Uno de los codirectores del Proyecto Atapuerca, el paleontólogo Juan Luis Arsuaga, explica que los seres humanos estamos biológicamente preparados para mantener vínculos interpersonales de camaradería con no más de 150 personas. Ese es nuestro entorno social "natural", el nosotros al que de ninguna manera podemos renunciar. Fue el desarrollo de nuestra especie el que amplió este círculo de pertenencia a más miembros recurriendo, no ya a las relaciones directas, sino a la mediación simbólica, en un principio mediante los adornos personales, entrando así en una nueva dimensión social que marcaría para siempre el destino humano: la pertenencia a un grupo que va más allá de lo puramente biológico y que se organiza en torno a símbolos compartidos, es decir, la etnicidad.

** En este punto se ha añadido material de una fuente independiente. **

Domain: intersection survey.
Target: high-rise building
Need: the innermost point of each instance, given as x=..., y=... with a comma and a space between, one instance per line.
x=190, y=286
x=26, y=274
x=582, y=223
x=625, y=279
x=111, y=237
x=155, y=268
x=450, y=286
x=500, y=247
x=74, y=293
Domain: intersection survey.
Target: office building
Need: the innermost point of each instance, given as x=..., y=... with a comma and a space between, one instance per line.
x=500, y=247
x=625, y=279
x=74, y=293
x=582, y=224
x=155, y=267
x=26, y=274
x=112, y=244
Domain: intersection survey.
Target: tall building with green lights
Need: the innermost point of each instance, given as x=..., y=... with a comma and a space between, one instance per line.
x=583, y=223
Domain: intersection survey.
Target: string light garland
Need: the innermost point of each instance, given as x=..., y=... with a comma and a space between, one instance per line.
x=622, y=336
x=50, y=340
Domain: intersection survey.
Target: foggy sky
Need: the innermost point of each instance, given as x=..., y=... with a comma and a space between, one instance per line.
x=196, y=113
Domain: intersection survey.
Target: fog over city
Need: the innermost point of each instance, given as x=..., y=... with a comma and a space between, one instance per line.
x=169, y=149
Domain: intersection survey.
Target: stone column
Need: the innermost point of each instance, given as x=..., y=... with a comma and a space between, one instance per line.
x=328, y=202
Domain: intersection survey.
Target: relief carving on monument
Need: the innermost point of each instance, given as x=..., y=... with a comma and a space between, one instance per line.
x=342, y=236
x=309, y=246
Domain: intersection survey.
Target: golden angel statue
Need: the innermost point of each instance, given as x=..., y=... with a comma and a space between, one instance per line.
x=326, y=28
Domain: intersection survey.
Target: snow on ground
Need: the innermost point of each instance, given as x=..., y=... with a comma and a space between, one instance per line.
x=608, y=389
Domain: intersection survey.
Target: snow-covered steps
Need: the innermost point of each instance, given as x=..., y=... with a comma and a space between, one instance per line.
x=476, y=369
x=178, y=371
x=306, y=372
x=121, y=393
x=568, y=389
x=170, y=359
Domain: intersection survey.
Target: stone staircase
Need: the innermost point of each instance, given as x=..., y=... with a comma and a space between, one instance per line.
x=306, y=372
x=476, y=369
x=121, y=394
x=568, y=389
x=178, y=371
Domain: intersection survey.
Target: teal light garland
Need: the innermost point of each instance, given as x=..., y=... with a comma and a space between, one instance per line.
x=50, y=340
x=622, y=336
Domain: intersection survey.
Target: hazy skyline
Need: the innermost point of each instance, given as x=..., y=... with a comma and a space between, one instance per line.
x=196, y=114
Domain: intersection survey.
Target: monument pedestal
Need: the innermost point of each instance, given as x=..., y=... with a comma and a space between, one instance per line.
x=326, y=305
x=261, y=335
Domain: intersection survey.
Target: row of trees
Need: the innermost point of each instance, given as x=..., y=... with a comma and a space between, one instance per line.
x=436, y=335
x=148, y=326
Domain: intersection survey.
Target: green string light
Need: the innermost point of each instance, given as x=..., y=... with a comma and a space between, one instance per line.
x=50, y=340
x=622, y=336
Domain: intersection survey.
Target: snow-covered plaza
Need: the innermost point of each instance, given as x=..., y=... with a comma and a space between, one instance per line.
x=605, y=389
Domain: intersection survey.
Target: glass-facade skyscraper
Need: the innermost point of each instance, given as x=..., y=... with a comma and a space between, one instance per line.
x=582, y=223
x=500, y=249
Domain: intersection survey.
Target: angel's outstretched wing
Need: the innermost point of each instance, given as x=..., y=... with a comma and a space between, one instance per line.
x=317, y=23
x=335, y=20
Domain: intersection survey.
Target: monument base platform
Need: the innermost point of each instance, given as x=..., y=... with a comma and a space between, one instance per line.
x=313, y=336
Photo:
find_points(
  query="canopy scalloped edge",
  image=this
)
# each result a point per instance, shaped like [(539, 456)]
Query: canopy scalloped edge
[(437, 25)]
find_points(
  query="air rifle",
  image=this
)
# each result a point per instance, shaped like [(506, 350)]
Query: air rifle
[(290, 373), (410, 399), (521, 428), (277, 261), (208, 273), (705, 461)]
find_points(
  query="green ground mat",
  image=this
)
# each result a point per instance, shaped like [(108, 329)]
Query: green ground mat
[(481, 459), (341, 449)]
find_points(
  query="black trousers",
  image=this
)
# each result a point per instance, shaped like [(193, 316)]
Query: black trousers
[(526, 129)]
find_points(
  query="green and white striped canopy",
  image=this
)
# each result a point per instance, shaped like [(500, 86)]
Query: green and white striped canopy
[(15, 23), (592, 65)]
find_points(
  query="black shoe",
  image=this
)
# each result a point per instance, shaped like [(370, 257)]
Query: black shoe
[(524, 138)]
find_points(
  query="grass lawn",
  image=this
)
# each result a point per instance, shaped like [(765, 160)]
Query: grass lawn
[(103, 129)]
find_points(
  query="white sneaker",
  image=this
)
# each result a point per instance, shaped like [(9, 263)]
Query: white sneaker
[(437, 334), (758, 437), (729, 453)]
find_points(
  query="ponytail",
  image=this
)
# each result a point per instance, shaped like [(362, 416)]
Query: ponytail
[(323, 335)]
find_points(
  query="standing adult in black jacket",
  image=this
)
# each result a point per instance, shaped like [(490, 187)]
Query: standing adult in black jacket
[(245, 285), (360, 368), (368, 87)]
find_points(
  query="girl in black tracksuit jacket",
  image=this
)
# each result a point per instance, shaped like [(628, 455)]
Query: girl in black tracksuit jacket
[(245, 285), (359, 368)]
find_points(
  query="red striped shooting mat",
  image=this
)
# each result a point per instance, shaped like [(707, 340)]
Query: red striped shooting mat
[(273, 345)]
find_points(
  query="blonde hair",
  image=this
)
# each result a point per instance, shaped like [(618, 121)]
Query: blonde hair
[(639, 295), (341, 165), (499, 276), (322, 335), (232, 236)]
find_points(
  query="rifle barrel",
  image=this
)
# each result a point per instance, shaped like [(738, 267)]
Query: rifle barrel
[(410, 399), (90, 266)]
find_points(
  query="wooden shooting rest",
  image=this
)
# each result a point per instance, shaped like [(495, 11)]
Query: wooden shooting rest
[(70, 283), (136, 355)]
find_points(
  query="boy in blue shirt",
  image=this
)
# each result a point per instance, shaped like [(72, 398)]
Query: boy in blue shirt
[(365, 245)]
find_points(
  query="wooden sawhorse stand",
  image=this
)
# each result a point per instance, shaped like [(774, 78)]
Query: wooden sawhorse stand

El nacionalismo político -el vasco como el español- ha olvidado su papel como productor de lo que Bourdieu llama el efecto de teoría, consistente en mostrar una realidad que no existe completamente mientras no sea nombrada, conocida y reconocida. Es fundamental, por tanto, abordar el diálogo sobre nuestro futuro político superando toda aproximación naturalista (biologista, etnicista o historicista). Si es cierto que seremos lo que queramos ser (en unas determinadas condiciones históricas), si es cierto que sólo podremos serlo si lo queremos democráticamente, nadie debería disfrazar como proceso lo que no es sino búsqueda de atajos para alcanzar un final predeterminado. Como nadie debería sacralizar los mejores productos de nuestra historia más reciente pretendiendo instaurar un nuevo culto a la Inmaculada Constitución.